Camp St. Regis

Written By: Liz Roddin

Liz Roddin

July 24, 2013

Camp St. Regis

The cynic in me was already budding in 1969 when I was 12 years old and read the brochure my aunt had brought to our house from her friend Don Kennedy’s camp in East Hampton. “Make this summer last the rest of your child’s life,” the Camp St. Regis flyer proclaimed. “Oh, sure,” I thought. “What a stupid line.” Still, I read on, noting with interest the pictures of kids swimming, sailing, water skiing, playing basketball, softball, shooting targets, and doing arts and crafts. Even I had to admit it did look fun. So when my parents offered to let me go to camp for a month, I was happy and even excited.

My older sister Kathy was a counselor there that year, so on Visiting Sunday in July we went to spend the day with her. We went to Mass in the chapel, and on the way out, I heard a girl’s voice saying, “So you’re Kathy’s sister Liz. I can’t wait until you get here.” I looked up, puzzled. “I’m Jennifer, and I am going to be your friend.” Jennifer and many of the other campers turned out to be from the foreign land of Brooklyn, a place I had only driven through five or six times on my way from Huntington to New Jersey to visit my aunt. Jennifer showed me around and introduced me to every person she knew – and she knew everybody. After that, I knew camp was going to be nothing but fun. I couldn’t wait.

In August, when I got to camp, Jennifer was true to her word. She became my fast friend and showed me anything I could need to know. My cabin held about twelve girls, six on one side, three counselors in the middle, and six campers on the other side. Our bunks were ticking mattresses on a wire-spring frame, and the screen-less windows were held open with two by fours. The walls were two by fours as well, brown and plain. One door opened into the counselors’ room and bathroom, and the other onto the beach, Northwest Harbor, and Shelter Island. I was in paradise.

Days were packed with trampolines, ball games, archery lessons, swimming lessons, lanyard stringing, tile ashtray assembling, trips to the ocean, and the free swim. We took showers after the free swim in a huge room with a concrete floor and curtains between shower spigots. The water was lukewarm at best, and the water pressure fluctuated with every toilet flush or faucet turn. Nights were filled with Bob Hope/Bing Crosby movies, sing-alongs, impromptu shows, trips to the roller rink, and campfires. We ate in the dining hall – things like hamburgers, sloppy joes, grilled cheese, tuna fish, hot dogs, jello, and bug juice – with real bugs.

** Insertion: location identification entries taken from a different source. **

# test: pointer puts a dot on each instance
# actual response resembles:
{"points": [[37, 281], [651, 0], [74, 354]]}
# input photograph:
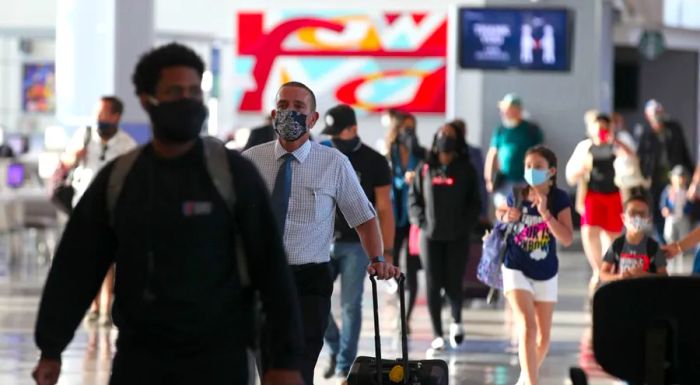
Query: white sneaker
{"points": [[438, 344], [456, 335]]}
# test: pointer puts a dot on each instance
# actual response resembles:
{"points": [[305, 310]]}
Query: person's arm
{"points": [[622, 148], [416, 199], [361, 215], [478, 163], [607, 272], [663, 203], [490, 167], [576, 167], [385, 212], [560, 226], [84, 255], [686, 243], [694, 183], [268, 267], [472, 197]]}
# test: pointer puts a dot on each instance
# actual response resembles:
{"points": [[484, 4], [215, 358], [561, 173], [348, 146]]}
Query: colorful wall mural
{"points": [[370, 60]]}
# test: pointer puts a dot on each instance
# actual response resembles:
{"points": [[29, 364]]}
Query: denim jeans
{"points": [[348, 260]]}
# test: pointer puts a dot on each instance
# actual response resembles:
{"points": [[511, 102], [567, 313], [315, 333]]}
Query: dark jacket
{"points": [[177, 287], [649, 152], [445, 203]]}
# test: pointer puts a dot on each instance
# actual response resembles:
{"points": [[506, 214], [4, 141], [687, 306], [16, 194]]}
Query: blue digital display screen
{"points": [[501, 38]]}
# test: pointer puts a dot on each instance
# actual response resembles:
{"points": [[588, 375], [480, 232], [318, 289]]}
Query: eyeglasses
{"points": [[103, 155]]}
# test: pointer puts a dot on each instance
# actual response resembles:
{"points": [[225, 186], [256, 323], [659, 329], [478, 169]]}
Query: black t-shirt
{"points": [[603, 172], [373, 171]]}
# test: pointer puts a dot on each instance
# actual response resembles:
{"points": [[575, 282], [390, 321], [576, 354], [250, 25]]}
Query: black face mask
{"points": [[407, 138], [179, 121], [446, 144], [347, 146], [106, 129]]}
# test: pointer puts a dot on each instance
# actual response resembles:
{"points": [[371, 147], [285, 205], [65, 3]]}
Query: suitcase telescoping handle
{"points": [[377, 338]]}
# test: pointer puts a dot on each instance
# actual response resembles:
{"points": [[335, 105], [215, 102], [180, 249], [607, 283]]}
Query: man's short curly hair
{"points": [[151, 63]]}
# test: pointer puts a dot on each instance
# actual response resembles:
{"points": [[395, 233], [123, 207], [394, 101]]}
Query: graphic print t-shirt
{"points": [[532, 248], [635, 256]]}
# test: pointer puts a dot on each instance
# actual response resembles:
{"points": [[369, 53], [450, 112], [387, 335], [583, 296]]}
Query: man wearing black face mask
{"points": [[89, 150], [189, 257], [307, 181], [347, 256]]}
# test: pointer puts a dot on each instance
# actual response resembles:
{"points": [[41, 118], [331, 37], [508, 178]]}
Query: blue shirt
{"points": [[532, 248]]}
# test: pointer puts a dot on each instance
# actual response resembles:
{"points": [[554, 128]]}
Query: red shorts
{"points": [[603, 210]]}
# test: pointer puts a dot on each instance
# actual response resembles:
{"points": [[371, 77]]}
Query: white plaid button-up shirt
{"points": [[322, 178]]}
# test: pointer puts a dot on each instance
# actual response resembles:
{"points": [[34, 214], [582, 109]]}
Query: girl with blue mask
{"points": [[540, 218]]}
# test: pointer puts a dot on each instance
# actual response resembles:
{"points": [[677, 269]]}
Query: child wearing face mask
{"points": [[541, 217], [634, 254]]}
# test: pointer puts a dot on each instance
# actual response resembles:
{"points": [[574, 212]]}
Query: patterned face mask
{"points": [[290, 125], [637, 223]]}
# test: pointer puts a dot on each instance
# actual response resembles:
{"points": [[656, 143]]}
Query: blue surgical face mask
{"points": [[536, 176], [637, 223]]}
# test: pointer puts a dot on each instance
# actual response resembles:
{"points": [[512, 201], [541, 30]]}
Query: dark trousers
{"points": [[658, 219], [147, 366], [413, 264], [314, 288], [444, 263]]}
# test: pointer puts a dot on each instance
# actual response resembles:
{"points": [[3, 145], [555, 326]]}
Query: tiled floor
{"points": [[481, 360]]}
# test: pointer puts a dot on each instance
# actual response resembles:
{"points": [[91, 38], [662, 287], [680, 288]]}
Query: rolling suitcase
{"points": [[376, 371]]}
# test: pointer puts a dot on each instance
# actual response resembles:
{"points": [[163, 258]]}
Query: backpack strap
{"points": [[652, 250], [219, 169], [216, 159], [122, 167]]}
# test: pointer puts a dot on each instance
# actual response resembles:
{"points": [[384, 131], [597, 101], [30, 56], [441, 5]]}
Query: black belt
{"points": [[306, 266]]}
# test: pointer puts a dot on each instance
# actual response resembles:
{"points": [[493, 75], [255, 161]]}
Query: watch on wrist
{"points": [[379, 259]]}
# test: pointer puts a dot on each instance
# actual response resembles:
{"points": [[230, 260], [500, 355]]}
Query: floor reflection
{"points": [[486, 357]]}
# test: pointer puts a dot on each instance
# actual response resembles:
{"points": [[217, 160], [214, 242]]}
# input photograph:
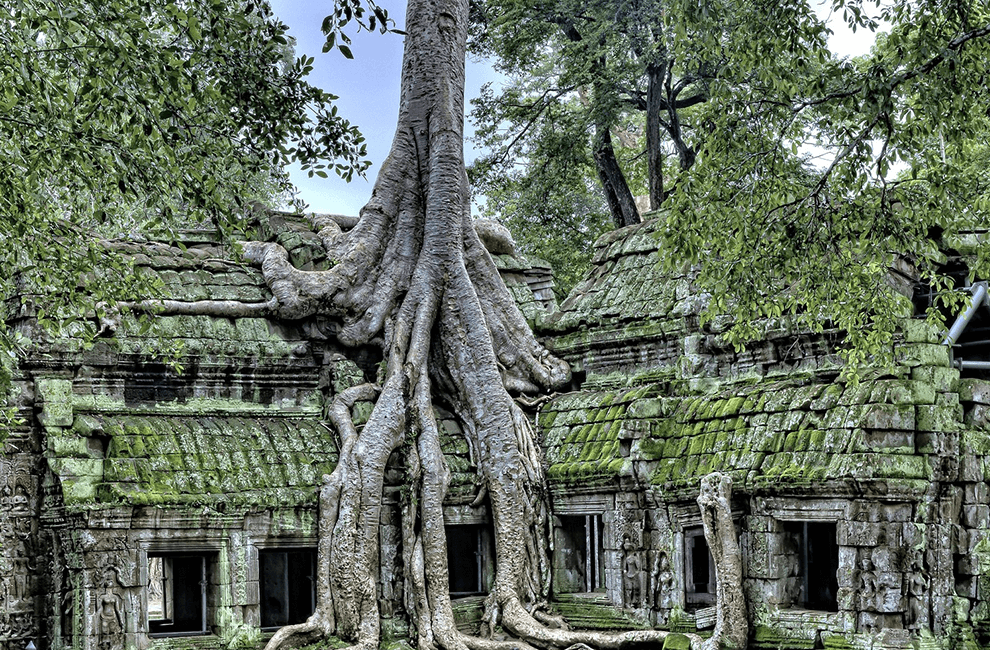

There wasn’t much privacy, which would have bothered me at home, but not there. When I went to the canteen one evening after dinner and almost whispered my request for a can of Right Guard, my sister’s friend Maureen yelled out, “Oh, good, Robbins. It’s about time you got some deodorant!” Things were different at camp, so even though I was embarrassed, I knew she was only joking and took it in stride. One morning, I woke up scratching my behind, only to find a welt there the diameter of a lemon. When I told one of my counselors, she sent me to the nurse, who had me sit in a warm tub for a half hour each day for about four days. Word got around, and I was teased for the rest of the summer about my indelicate mosquito bite.

Our best outing was the overnight camping trip to Cedar Point. Our entire cabin full of girls and our counselors walked down the beach two or three miles to the lighthouse there, across the water from our cabin. We wore bathing suits under our clothes, so when we got hot along the way, we simply laid our shorts and shirts on the sand and took a swim. Then, we continued our hike around to the point. My sister Kathy sailed over to meet us, and she got there in time for more swimming, dinner, and finally, marshmallow toasting. We rolled out our sleeping bags and slept under the stars – twelve girls, our counselors, and my big sister. In the morning, we packed up and went back to camp. It was an innocent, joy-filled night that couldn’t happen today, but it did then, and it is one of my simplest and happiest memories.

The camp is gone and the brochure promoting it is long gone, too. The sometime-cynic who read it remains, but the slogan was for real. That was the only summer I ever went to Camp St. Regis or any camp for that matter. And truly, it has and will last for the rest of my life.